Throughout the pandemic, we'll keep publishing news to help you navigate the state of travel today (like whether travel insurance covers the coronavirus), as well as stories about places for you to put on your bucket list once it's safe to start going more far-flung.
If you haven’t discovered at least a dozen hidden gems in your backyard and hometown since the start of the pandemic, you’ve been doing it all wrong. But don’t worry, there’s still time to build that list. For those of us living in cities, there are plenty of weekend-long detours that will make you feel as if you’ve escaped the grind, without having to had to travel very far at all.
If You’re in Seattle or Portland
Go to Sisters, Oregon. The Suttle Lodge (from $125), three hours from Portland or five from Seattle, has everything you want in a quick summer getaway: a lake with kayaks, canoes, and SUPs on loan, a bar serving up lakefront cocktails, mountain bike trails nearby in Deschutes National Forest, and musicians playing music around the campfire most nights. Stay in one of 11 newly restored lodge rooms or 16 rustic cabins on Suttle Lake.
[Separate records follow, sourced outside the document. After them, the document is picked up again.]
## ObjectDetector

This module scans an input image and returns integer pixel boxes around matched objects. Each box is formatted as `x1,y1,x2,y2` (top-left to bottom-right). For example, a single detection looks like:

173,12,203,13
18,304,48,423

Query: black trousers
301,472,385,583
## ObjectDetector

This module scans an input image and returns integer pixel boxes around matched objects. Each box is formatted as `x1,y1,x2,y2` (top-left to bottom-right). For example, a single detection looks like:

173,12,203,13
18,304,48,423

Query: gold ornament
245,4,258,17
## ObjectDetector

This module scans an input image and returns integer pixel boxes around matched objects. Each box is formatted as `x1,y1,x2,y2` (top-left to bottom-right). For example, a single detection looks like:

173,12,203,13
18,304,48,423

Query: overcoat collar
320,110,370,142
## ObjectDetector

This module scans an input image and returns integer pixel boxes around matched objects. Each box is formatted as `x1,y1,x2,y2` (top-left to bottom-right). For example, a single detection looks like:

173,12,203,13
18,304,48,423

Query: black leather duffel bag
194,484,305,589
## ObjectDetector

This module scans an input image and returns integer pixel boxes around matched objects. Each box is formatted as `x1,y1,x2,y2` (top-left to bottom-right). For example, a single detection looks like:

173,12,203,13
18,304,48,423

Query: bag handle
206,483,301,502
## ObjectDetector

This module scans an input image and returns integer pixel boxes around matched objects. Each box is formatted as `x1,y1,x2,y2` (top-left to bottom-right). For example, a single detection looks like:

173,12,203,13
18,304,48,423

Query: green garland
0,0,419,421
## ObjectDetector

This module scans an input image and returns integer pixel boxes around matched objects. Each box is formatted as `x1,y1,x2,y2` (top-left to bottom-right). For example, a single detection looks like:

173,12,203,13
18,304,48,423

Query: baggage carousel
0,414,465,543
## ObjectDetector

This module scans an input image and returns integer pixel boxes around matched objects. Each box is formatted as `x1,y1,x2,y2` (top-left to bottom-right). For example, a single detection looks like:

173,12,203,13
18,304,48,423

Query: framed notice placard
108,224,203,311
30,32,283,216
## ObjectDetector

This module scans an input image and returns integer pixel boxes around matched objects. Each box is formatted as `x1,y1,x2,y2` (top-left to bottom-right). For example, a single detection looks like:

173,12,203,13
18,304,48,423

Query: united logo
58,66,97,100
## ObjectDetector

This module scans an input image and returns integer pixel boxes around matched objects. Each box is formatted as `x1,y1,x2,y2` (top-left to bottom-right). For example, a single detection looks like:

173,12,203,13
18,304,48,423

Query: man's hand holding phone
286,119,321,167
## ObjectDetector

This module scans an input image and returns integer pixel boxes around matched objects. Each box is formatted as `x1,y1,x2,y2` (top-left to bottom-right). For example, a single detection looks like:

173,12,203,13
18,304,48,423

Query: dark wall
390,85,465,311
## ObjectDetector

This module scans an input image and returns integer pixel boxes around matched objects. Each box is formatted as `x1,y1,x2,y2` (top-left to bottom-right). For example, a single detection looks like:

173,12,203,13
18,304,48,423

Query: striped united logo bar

If You’re in San Francisco or Los Angeles
Go to Mammoth Lakes, California. It’s a six-hour drive from San Francisco, or five hours from Los Angeles. Mammoth Mountain is staying open for skiing through Memorial Day; then the resort offers lift-accessed mountain biking, hiking trails, and scenic gondola rides. Need a camping rig? TrekkerVans has rental campervans you can pick up in L.A. or San Francisco. Or check in to the Sierra Nevada Resort (from $169), which has independent chalets.
If You’re in Boston or New York
Go to North Adams, Massachusetts. A three-hour drive west of Boston and a 3.5-hour haul from New York City, the northern Berkshires in the spring is a good place to be: the summer crowds haven’t arrived yet and hiking on a stretch of the Appalachian Trail is good to go. For birdwatchers, you’ll find plenty of action at the Audubon Society’s Pleasant Valley Wildlife Sanctuary in Lenox, which has seven miles of hiking trails. Stay at Historic Valley Campground, 1.5 miles from downtown North Adams, which has 100 lakeside and wooded sites for RVs, campers, and tents (from $25). Pick up barbecue and a growler of craft beer at Bright Ideas Brewing in town.
If You’re in Atlanta
Go to Ellijay, Georgia. Less than two hours from Atlanta, this is a mountain biker’s dream spot, but there’s plenty to do here—from hiking to fly-fishing through Chattahoochee National Forest—if you don’t ride bikes. Stay in a cabin or park your van or RV at Mulberry Gap (from $70 per person) and you’ll have miles of singletrack and gravel riding from your door.
If You’re in Chicago
Go to Starved Rock State Park, Illinois. Its waterfalls and wildflowers come alive in the springtime, and the park’s campground and lodge see relatively fewer crowds. Hike into the sandstone canyons or scenic bluffs via 13 miles of marked trails or fish for white bass and walleye in the Illinois River. Less than two hours by car from Chicago, the park has a sprawling campground (from $25) and a historic lodge (from $120), built in the 1930s by the Civilian Conservation Corps.